Judgments other than those founded on written contracts, judgments for unpaid child support that have accrued under a superior court order, and judgments founded on the tortious conduct of a public agency as defined in statute bear interest from the date of entry at a rate that does not exceed the higher of: (a) 12 percent per annum; or (b) 4 percentage points above the equivalent coupon issue yield (as published by the Board of Governors of the Federal Reserve System) of the average bill rate for 26 week treasury bills as determined at the first bill market auction conducted during the calendar month immediately preceding the later of (i) the establishment of the interest rate by written agreement of the parties to the contract, or (ii) any adjustment in the interest rate in the case of a written agreement permitting an adjustment in the interest rate.

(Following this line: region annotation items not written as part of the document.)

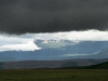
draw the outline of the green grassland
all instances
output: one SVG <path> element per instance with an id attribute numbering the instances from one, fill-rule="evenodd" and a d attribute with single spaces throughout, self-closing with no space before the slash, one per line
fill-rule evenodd
<path id="1" fill-rule="evenodd" d="M 0 81 L 108 81 L 108 69 L 0 70 Z"/>

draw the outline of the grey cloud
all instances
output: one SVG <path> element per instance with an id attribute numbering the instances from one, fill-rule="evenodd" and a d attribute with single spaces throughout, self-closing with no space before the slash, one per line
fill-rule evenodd
<path id="1" fill-rule="evenodd" d="M 0 0 L 1 32 L 17 35 L 107 28 L 107 0 Z"/>

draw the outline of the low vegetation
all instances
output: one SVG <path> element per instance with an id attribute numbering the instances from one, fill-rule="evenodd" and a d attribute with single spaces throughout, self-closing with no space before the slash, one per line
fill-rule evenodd
<path id="1" fill-rule="evenodd" d="M 0 81 L 108 81 L 108 69 L 0 70 Z"/>

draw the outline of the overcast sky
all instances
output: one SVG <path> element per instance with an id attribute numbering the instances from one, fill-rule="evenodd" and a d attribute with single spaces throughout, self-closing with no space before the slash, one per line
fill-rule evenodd
<path id="1" fill-rule="evenodd" d="M 35 39 L 108 41 L 108 0 L 0 0 L 0 52 L 40 50 Z"/>

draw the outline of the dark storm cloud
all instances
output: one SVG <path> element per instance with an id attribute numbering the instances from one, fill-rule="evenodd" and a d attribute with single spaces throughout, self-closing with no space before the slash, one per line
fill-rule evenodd
<path id="1" fill-rule="evenodd" d="M 107 0 L 0 0 L 1 32 L 106 30 L 107 28 Z"/>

A nonprofit, charitable organization or business employing fewer than 50 people will pay interest on judgments founded on tortuous conduct at a rate of 2 percent above the T-bill rate.
This act may be known and cited as the appellate congestion reduction act.
Appropriation: None.
Fiscal Note: Requested on February 2, 2010.
Committee/Commission/Task Force Created: No.
Effective Date: Ninety days after adjournment of session in which bill is passed.
Staff Summary of Public Testimony: PRO: This section of the law was last amended in 2004. It's purpose is to deter frivolous appeals and provide recognition to injured persons who have to go through this process. Who is that? A person who has been injured due to someone's recklessness or negligent action, who had to bring an action that did not settle, had to go to trial, prevailed at trial, the case went up on appeal and the person prevailed on appeal, possibly even two levels of appellate action. During that time, there has been no payment for lost wages, medical bills, help to pay for a mortgage or rent. The interest on the person's maxed out credit card is likely far far higher than anything we're talking about today. Who might pay for this? The responsibility would fall to the entity that cause the injury, who failed to settle, went to trial and lost, then appealed and lost again. This is not a windfall, this is a person who is trying to dig himself out of a hole and put himself back together. Defense lawyers have talked specifically about being ordered to file an appeal because on any market based return, it may not be 12 percent, but it is higher than 2.147 percent.
CON: In 2004, legislation eliminated the 12 percent interest rate for judgments arising from tortious conduct and set it at 2 percent over the treasury bill. Two percent over the T-bill rate makes the party who's waiting to be paid whole without punishing the one exercising the right to appeal. This bill negatively impacts equal access to justice. In a recent case, if this bill were in effect, her client would have had to pay an extra $500,000 on the judgment. That kind of money makes it worthwhile for the plaintiff to keep fighting by bringing appeals and let the interest tick up. It is not true that defense attorneys are saying they are required to take frivolous appeals in order to pursue an investment outcome. The interest rate in statute now fairly compensates the plaintiff. A 12 percent interest rate would be a significant deterrent to filing appeals. There is time and thought put into filing an appeal due to the costs associated with appeals. If the interest rate is moved to 12 percent, there will be even fewer cases appealed. Many times there are meritorious cases that need to be appealed, and one reason is to improve case law.
Persons Testifying: PRO: Larry Shannon, WA State Assn. of Justice.
CON: Cliff Webster, WA Liability Reform Coalition; Emilia Sweeney, WA Defense Trial Lawyers; Tim Layton, WA State Medical Assn.